Governo Brasileiro critica medida americana e defende independência dos Poderes
O governo do presidente Luiz Inácio Lula da Silva expressou forte repúdio à decisão dos Estados Unidos de estender, por mais um ano, a declaração de emergência nacional contra o Brasil. Em nota oficial divulgada nesta quarta-feira (29), o Palácio do Planalto classificou as justificativas apresentadas pela Casa Branca como “infundadas e inverídicas”. A medida, que foi originalmente declarada em julho de 2025, mantém o Brasil sob pressão econômica, apesar de algumas tarifas impostas anteriormente terem sido derrubadas pela Suprema Corte americana.
Entre os argumentos que motivaram a prorrogação da emergência, os Estados Unidos alegaram que integrantes do governo brasileiro “também estão perseguindo politicamente um ex-presidente do Brasil, sua família e seus apoiadores”. Além disso, a administração americana voltou a criticar decisões do Supremo Tribunal Federal (STF), citando “censura e prisão, por parte da Suprema Corte do Brasil, de indivíduos que exercem a liberdade de expressão, bem como a censura de conteúdo online”, como ameaças à segurança nacional, política externa e economia dos EUA.
Em resposta, o Planalto ressaltou que o Poder Judiciário brasileiro “pauta sua atuação pelo fiel cumprimento dos preceitos da Constituição Federal”. O governo federal enfatizou que, sob qualquer perspectiva, é “inteiramente descabido caracterizar o Brasil como ameaça aos Estados Unidos”, especialmente considerando os “históricos laços diplomáticos e da amizade que une os dois povos”. A nota oficial reafirmou a soberania brasileira e a independência dos Três Poderes da União, rejeitando as acusações que já foram amplamente debatidas em encontros entre autoridades dos dois países.
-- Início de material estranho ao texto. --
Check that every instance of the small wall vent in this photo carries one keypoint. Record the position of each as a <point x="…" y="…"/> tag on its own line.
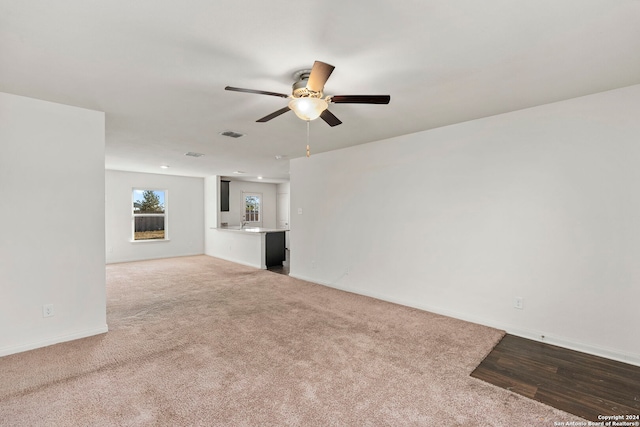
<point x="231" y="134"/>
<point x="192" y="154"/>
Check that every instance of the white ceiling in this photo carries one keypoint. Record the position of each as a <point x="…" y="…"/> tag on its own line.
<point x="158" y="68"/>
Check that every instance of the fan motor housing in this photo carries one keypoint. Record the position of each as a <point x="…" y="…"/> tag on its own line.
<point x="299" y="88"/>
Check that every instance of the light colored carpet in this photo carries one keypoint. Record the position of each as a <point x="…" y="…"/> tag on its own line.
<point x="202" y="341"/>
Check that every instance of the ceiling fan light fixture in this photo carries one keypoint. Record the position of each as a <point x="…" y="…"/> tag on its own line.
<point x="308" y="108"/>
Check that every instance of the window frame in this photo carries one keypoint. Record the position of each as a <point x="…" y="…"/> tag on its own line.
<point x="134" y="215"/>
<point x="246" y="194"/>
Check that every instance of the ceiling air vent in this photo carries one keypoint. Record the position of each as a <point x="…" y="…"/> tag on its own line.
<point x="231" y="134"/>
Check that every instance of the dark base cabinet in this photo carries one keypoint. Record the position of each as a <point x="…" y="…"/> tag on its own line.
<point x="274" y="248"/>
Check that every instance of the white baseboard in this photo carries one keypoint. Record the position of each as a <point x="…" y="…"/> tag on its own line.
<point x="564" y="342"/>
<point x="5" y="351"/>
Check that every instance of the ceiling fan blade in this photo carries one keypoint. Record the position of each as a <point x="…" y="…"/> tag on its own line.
<point x="259" y="92"/>
<point x="273" y="115"/>
<point x="360" y="99"/>
<point x="319" y="75"/>
<point x="329" y="118"/>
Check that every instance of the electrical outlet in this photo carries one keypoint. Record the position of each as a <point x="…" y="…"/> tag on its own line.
<point x="518" y="303"/>
<point x="47" y="310"/>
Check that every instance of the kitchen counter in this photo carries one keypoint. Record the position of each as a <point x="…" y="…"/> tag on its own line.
<point x="255" y="246"/>
<point x="237" y="228"/>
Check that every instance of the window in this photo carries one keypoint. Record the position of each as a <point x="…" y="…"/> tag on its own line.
<point x="149" y="215"/>
<point x="252" y="208"/>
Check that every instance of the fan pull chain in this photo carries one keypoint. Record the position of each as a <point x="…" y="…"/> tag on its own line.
<point x="308" y="152"/>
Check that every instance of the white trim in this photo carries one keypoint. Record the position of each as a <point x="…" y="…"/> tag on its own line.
<point x="5" y="351"/>
<point x="608" y="353"/>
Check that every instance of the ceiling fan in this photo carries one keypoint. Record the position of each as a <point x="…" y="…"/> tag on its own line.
<point x="307" y="97"/>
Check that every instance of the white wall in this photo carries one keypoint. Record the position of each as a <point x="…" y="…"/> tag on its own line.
<point x="185" y="216"/>
<point x="541" y="204"/>
<point x="52" y="212"/>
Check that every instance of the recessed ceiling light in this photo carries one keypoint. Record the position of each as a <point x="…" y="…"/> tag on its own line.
<point x="192" y="154"/>
<point x="231" y="134"/>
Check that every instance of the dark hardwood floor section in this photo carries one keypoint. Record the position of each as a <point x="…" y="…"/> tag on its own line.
<point x="575" y="382"/>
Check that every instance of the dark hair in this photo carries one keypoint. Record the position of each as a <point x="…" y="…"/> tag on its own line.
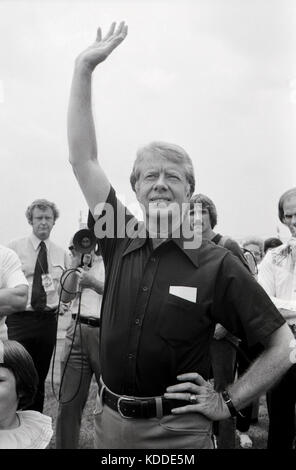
<point x="170" y="152"/>
<point x="254" y="241"/>
<point x="208" y="204"/>
<point x="271" y="242"/>
<point x="281" y="202"/>
<point x="41" y="204"/>
<point x="17" y="359"/>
Impactos Econômicos e Tarifas Adicionais
A manutenção da declaração de emergência nacional pelos Estados Unidos tem implicações econômicas diretas para o Brasil. Recentemente, os EUA anunciaram um novo tarifário de 25% sobre grande parte das importações brasileiras, alegando práticas comerciais injustas. Dias depois, uma taxa adicional de 12,5% foi determinada, relacionada a investigações sobre trabalho forçado. Essas medidas adicionam pressão sobre as relações comerciais bilaterais e podem afetar o fluxo de exportações brasileiras.
A posição do governo brasileiro é clara ao defender a autonomia e a legalidade de suas instituições, rechaçando qualquer tentativa de intervenção ou caracterização do país como um risco para a segurança americana. A nota oficial, divulgada pelo Planalto, busca deslegitimar as justificativas apresentadas pelos Estados Unidos e reafirmar a robustez das relações diplomáticas baseadas no respeito mútuo.